村里的二丫和我同龄,我们半大小子干的事,她一样都不落下。黑夜里掏鸟,冬天里大地上放火,夏天里游泳,河沟里抓鱼,二丫有时比我们都爱折腾。那时村里放电影,离家有两里多远的距离,去时几个人结伴同行,电影散场后,彼此走散。当时月黑风高,我心惊胆战地走着,加快速度。隐约间前方一团黑影,还伴随着一阵阵哼唱,吓得我汗毛倒立。我佯装般大吼,对面熟悉的声音传来,原来二丫一个人悠闲地走着,她不怕黑,还乐意走黑道,她的野性我是真心佩服。
村里如二丫一样的野丫头有好几个,我们男孩子在她们面前一点优势也没有,她们疯起来的样子哪里还有女孩子的娇容,真是野得恣意和张扬。一提起她们,父母们都无不夸赞,丫头虽野了点,可人家却真是能顶半边天,那时我们一干淘小子见了她们还真有点胆怯,谁让人家的确野出了名号呢?

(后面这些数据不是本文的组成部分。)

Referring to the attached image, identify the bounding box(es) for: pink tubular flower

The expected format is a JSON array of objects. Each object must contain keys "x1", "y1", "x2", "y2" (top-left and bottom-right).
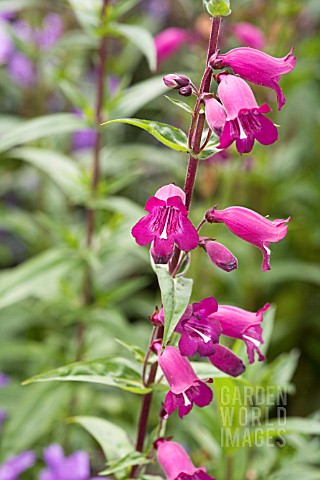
[
  {"x1": 210, "y1": 304, "x2": 270, "y2": 364},
  {"x1": 132, "y1": 184, "x2": 199, "y2": 264},
  {"x1": 215, "y1": 75, "x2": 278, "y2": 155},
  {"x1": 175, "y1": 297, "x2": 221, "y2": 357},
  {"x1": 156, "y1": 439, "x2": 216, "y2": 480},
  {"x1": 205, "y1": 206, "x2": 290, "y2": 271},
  {"x1": 211, "y1": 47, "x2": 296, "y2": 110},
  {"x1": 154, "y1": 344, "x2": 213, "y2": 418},
  {"x1": 199, "y1": 238, "x2": 238, "y2": 272},
  {"x1": 155, "y1": 28, "x2": 191, "y2": 66},
  {"x1": 233, "y1": 23, "x2": 265, "y2": 50},
  {"x1": 203, "y1": 96, "x2": 227, "y2": 136}
]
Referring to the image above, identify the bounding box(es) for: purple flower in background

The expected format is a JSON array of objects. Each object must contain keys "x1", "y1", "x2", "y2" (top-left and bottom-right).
[
  {"x1": 35, "y1": 13, "x2": 63, "y2": 50},
  {"x1": 215, "y1": 75, "x2": 278, "y2": 154},
  {"x1": 209, "y1": 344, "x2": 245, "y2": 377},
  {"x1": 210, "y1": 304, "x2": 270, "y2": 364},
  {"x1": 205, "y1": 206, "x2": 290, "y2": 271},
  {"x1": 155, "y1": 28, "x2": 191, "y2": 66},
  {"x1": 156, "y1": 438, "x2": 216, "y2": 480},
  {"x1": 132, "y1": 184, "x2": 199, "y2": 264},
  {"x1": 176, "y1": 297, "x2": 220, "y2": 357},
  {"x1": 233, "y1": 23, "x2": 265, "y2": 49},
  {"x1": 39, "y1": 444, "x2": 100, "y2": 480},
  {"x1": 211, "y1": 47, "x2": 296, "y2": 110},
  {"x1": 0, "y1": 373, "x2": 9, "y2": 387},
  {"x1": 0, "y1": 451, "x2": 35, "y2": 480},
  {"x1": 199, "y1": 238, "x2": 238, "y2": 272},
  {"x1": 7, "y1": 52, "x2": 36, "y2": 87},
  {"x1": 0, "y1": 23, "x2": 13, "y2": 64},
  {"x1": 154, "y1": 344, "x2": 213, "y2": 418}
]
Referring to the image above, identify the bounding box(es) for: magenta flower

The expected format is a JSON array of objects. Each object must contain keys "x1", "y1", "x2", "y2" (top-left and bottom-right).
[
  {"x1": 233, "y1": 23, "x2": 265, "y2": 50},
  {"x1": 209, "y1": 344, "x2": 245, "y2": 377},
  {"x1": 155, "y1": 28, "x2": 191, "y2": 66},
  {"x1": 154, "y1": 344, "x2": 213, "y2": 418},
  {"x1": 205, "y1": 206, "x2": 290, "y2": 271},
  {"x1": 0, "y1": 451, "x2": 35, "y2": 480},
  {"x1": 156, "y1": 438, "x2": 216, "y2": 480},
  {"x1": 176, "y1": 297, "x2": 220, "y2": 357},
  {"x1": 199, "y1": 238, "x2": 238, "y2": 272},
  {"x1": 211, "y1": 47, "x2": 296, "y2": 110},
  {"x1": 203, "y1": 96, "x2": 227, "y2": 136},
  {"x1": 210, "y1": 304, "x2": 270, "y2": 364},
  {"x1": 132, "y1": 184, "x2": 199, "y2": 264},
  {"x1": 214, "y1": 75, "x2": 278, "y2": 154}
]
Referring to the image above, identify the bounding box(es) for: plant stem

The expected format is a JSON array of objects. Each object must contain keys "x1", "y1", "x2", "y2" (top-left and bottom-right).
[
  {"x1": 131, "y1": 16, "x2": 222, "y2": 477},
  {"x1": 169, "y1": 16, "x2": 221, "y2": 275},
  {"x1": 77, "y1": 0, "x2": 109, "y2": 360}
]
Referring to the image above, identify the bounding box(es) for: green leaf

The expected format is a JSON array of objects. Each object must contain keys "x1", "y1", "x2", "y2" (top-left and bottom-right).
[
  {"x1": 196, "y1": 133, "x2": 220, "y2": 160},
  {"x1": 23, "y1": 357, "x2": 152, "y2": 394},
  {"x1": 67, "y1": 0, "x2": 100, "y2": 32},
  {"x1": 9, "y1": 147, "x2": 86, "y2": 201},
  {"x1": 110, "y1": 0, "x2": 142, "y2": 19},
  {"x1": 0, "y1": 249, "x2": 80, "y2": 311},
  {"x1": 100, "y1": 451, "x2": 150, "y2": 476},
  {"x1": 0, "y1": 114, "x2": 86, "y2": 154},
  {"x1": 70, "y1": 416, "x2": 133, "y2": 461},
  {"x1": 154, "y1": 265, "x2": 193, "y2": 347},
  {"x1": 103, "y1": 118, "x2": 189, "y2": 152},
  {"x1": 109, "y1": 23, "x2": 156, "y2": 71},
  {"x1": 111, "y1": 76, "x2": 168, "y2": 118},
  {"x1": 164, "y1": 95, "x2": 194, "y2": 115}
]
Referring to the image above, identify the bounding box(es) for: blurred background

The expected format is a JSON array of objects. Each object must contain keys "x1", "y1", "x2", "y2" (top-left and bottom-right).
[{"x1": 0, "y1": 0, "x2": 319, "y2": 478}]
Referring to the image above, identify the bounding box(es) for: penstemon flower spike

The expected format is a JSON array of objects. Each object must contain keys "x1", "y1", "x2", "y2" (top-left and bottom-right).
[{"x1": 129, "y1": 3, "x2": 295, "y2": 477}]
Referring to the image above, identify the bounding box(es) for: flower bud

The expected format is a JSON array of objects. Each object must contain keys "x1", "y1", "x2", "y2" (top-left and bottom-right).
[
  {"x1": 163, "y1": 73, "x2": 190, "y2": 89},
  {"x1": 179, "y1": 85, "x2": 193, "y2": 96},
  {"x1": 203, "y1": 0, "x2": 231, "y2": 17},
  {"x1": 200, "y1": 238, "x2": 238, "y2": 272}
]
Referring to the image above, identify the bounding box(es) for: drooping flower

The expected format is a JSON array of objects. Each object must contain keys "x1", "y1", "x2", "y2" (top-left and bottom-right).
[
  {"x1": 233, "y1": 23, "x2": 265, "y2": 50},
  {"x1": 156, "y1": 438, "x2": 216, "y2": 480},
  {"x1": 199, "y1": 238, "x2": 238, "y2": 272},
  {"x1": 211, "y1": 47, "x2": 296, "y2": 110},
  {"x1": 209, "y1": 344, "x2": 245, "y2": 376},
  {"x1": 132, "y1": 184, "x2": 199, "y2": 264},
  {"x1": 175, "y1": 297, "x2": 221, "y2": 357},
  {"x1": 155, "y1": 28, "x2": 191, "y2": 66},
  {"x1": 205, "y1": 206, "x2": 290, "y2": 271},
  {"x1": 154, "y1": 344, "x2": 213, "y2": 418},
  {"x1": 215, "y1": 74, "x2": 278, "y2": 154},
  {"x1": 39, "y1": 444, "x2": 101, "y2": 480},
  {"x1": 210, "y1": 304, "x2": 270, "y2": 364},
  {"x1": 0, "y1": 451, "x2": 35, "y2": 480}
]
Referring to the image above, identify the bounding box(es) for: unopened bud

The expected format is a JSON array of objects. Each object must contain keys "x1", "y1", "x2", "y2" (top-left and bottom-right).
[
  {"x1": 179, "y1": 85, "x2": 192, "y2": 96},
  {"x1": 163, "y1": 73, "x2": 190, "y2": 89},
  {"x1": 201, "y1": 238, "x2": 238, "y2": 272},
  {"x1": 203, "y1": 0, "x2": 231, "y2": 17},
  {"x1": 150, "y1": 306, "x2": 164, "y2": 326}
]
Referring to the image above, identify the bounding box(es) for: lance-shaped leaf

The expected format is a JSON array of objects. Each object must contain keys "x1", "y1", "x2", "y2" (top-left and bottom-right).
[
  {"x1": 0, "y1": 114, "x2": 86, "y2": 154},
  {"x1": 23, "y1": 357, "x2": 152, "y2": 394},
  {"x1": 103, "y1": 118, "x2": 189, "y2": 152},
  {"x1": 154, "y1": 265, "x2": 193, "y2": 347},
  {"x1": 100, "y1": 451, "x2": 150, "y2": 476},
  {"x1": 70, "y1": 416, "x2": 134, "y2": 461},
  {"x1": 164, "y1": 95, "x2": 194, "y2": 115},
  {"x1": 109, "y1": 23, "x2": 157, "y2": 71}
]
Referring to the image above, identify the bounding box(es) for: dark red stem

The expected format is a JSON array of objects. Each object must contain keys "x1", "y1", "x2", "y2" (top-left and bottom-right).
[{"x1": 78, "y1": 0, "x2": 109, "y2": 358}]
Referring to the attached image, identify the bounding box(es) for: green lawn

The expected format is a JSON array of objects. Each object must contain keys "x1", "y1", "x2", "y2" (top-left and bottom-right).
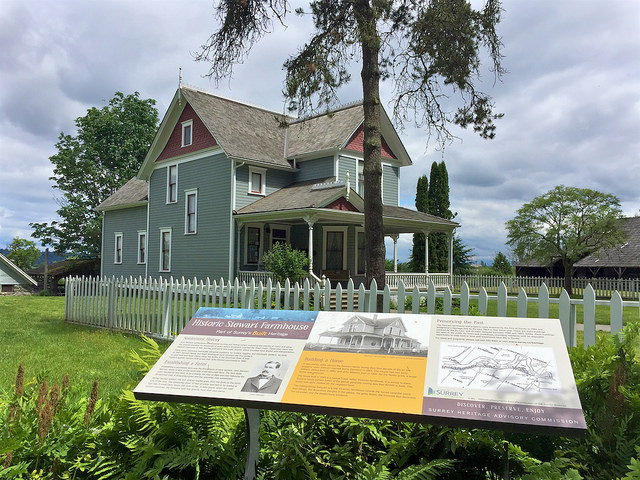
[{"x1": 0, "y1": 296, "x2": 166, "y2": 398}]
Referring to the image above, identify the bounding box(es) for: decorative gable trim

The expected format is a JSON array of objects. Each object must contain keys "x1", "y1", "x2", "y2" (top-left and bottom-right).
[
  {"x1": 325, "y1": 197, "x2": 359, "y2": 212},
  {"x1": 156, "y1": 103, "x2": 217, "y2": 162},
  {"x1": 344, "y1": 126, "x2": 397, "y2": 160}
]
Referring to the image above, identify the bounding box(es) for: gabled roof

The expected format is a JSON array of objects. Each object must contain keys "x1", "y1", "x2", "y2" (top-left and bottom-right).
[
  {"x1": 0, "y1": 253, "x2": 38, "y2": 286},
  {"x1": 575, "y1": 217, "x2": 640, "y2": 268},
  {"x1": 97, "y1": 177, "x2": 148, "y2": 211},
  {"x1": 286, "y1": 103, "x2": 364, "y2": 158},
  {"x1": 180, "y1": 86, "x2": 295, "y2": 169}
]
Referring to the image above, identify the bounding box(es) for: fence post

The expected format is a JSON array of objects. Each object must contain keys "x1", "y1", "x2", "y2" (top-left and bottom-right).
[
  {"x1": 443, "y1": 286, "x2": 452, "y2": 315},
  {"x1": 538, "y1": 283, "x2": 550, "y2": 319},
  {"x1": 161, "y1": 280, "x2": 171, "y2": 338},
  {"x1": 411, "y1": 285, "x2": 420, "y2": 314},
  {"x1": 583, "y1": 285, "x2": 596, "y2": 348},
  {"x1": 397, "y1": 280, "x2": 406, "y2": 314},
  {"x1": 611, "y1": 291, "x2": 623, "y2": 337},
  {"x1": 368, "y1": 279, "x2": 378, "y2": 313},
  {"x1": 497, "y1": 283, "x2": 507, "y2": 317},
  {"x1": 517, "y1": 288, "x2": 527, "y2": 318},
  {"x1": 427, "y1": 281, "x2": 436, "y2": 315},
  {"x1": 460, "y1": 282, "x2": 470, "y2": 315},
  {"x1": 559, "y1": 290, "x2": 575, "y2": 348},
  {"x1": 478, "y1": 287, "x2": 488, "y2": 316}
]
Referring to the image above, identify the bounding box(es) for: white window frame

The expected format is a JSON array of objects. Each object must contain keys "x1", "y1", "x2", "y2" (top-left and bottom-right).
[
  {"x1": 269, "y1": 224, "x2": 290, "y2": 248},
  {"x1": 184, "y1": 189, "x2": 198, "y2": 235},
  {"x1": 167, "y1": 164, "x2": 178, "y2": 204},
  {"x1": 355, "y1": 227, "x2": 366, "y2": 276},
  {"x1": 114, "y1": 232, "x2": 123, "y2": 264},
  {"x1": 181, "y1": 119, "x2": 193, "y2": 147},
  {"x1": 137, "y1": 231, "x2": 147, "y2": 265},
  {"x1": 322, "y1": 226, "x2": 348, "y2": 270},
  {"x1": 244, "y1": 223, "x2": 264, "y2": 265},
  {"x1": 159, "y1": 228, "x2": 172, "y2": 272},
  {"x1": 248, "y1": 166, "x2": 266, "y2": 196}
]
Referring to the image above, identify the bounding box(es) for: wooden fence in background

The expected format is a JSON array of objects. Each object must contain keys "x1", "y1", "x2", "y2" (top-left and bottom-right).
[{"x1": 65, "y1": 275, "x2": 640, "y2": 351}]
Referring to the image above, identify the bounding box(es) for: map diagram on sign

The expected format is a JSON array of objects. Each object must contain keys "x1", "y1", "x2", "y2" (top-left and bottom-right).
[{"x1": 437, "y1": 343, "x2": 562, "y2": 394}]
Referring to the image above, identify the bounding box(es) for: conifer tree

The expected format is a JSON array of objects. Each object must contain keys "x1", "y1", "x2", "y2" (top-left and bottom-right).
[
  {"x1": 409, "y1": 175, "x2": 428, "y2": 272},
  {"x1": 428, "y1": 161, "x2": 453, "y2": 272}
]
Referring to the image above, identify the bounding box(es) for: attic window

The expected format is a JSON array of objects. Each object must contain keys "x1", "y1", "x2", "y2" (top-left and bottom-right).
[
  {"x1": 249, "y1": 166, "x2": 266, "y2": 195},
  {"x1": 181, "y1": 120, "x2": 193, "y2": 147}
]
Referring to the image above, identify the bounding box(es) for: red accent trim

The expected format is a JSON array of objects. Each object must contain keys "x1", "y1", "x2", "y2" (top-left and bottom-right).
[
  {"x1": 344, "y1": 126, "x2": 397, "y2": 159},
  {"x1": 326, "y1": 197, "x2": 359, "y2": 212},
  {"x1": 156, "y1": 103, "x2": 217, "y2": 161}
]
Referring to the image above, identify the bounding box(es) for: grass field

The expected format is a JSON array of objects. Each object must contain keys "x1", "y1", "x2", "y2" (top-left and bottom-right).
[{"x1": 0, "y1": 295, "x2": 166, "y2": 398}]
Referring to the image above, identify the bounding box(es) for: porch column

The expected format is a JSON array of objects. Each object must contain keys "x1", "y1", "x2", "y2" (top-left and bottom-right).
[
  {"x1": 390, "y1": 234, "x2": 399, "y2": 273},
  {"x1": 304, "y1": 215, "x2": 318, "y2": 275},
  {"x1": 236, "y1": 221, "x2": 244, "y2": 277},
  {"x1": 424, "y1": 231, "x2": 430, "y2": 276}
]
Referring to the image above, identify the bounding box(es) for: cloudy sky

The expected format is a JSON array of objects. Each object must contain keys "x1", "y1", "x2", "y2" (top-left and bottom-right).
[{"x1": 1, "y1": 0, "x2": 638, "y2": 264}]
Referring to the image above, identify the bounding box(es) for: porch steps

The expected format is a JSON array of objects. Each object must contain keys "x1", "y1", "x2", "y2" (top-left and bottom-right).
[{"x1": 329, "y1": 291, "x2": 358, "y2": 310}]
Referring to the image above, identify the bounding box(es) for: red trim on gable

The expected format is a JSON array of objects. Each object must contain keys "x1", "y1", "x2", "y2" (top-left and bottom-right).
[
  {"x1": 325, "y1": 197, "x2": 359, "y2": 212},
  {"x1": 156, "y1": 102, "x2": 217, "y2": 162},
  {"x1": 344, "y1": 126, "x2": 397, "y2": 159}
]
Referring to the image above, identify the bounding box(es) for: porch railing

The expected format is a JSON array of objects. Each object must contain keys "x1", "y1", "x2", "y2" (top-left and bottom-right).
[{"x1": 385, "y1": 272, "x2": 451, "y2": 289}]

野丫头是岁月里难得的馈赠,野在乡村,乡村的活力有增无减;野在家庭,家里家外,父母就多了帮手。野丫头就像室外开着的野花,有根有梢开得芬芳。
乡村是人间的乡村,烟火气息浓郁,乡村更是野性的乡村,保持淳朴、醇厚的天性。刻意添加城市的标榜,脱掉野的趣味,乡村便少了一些灵气,也会减弱了几分灵魂。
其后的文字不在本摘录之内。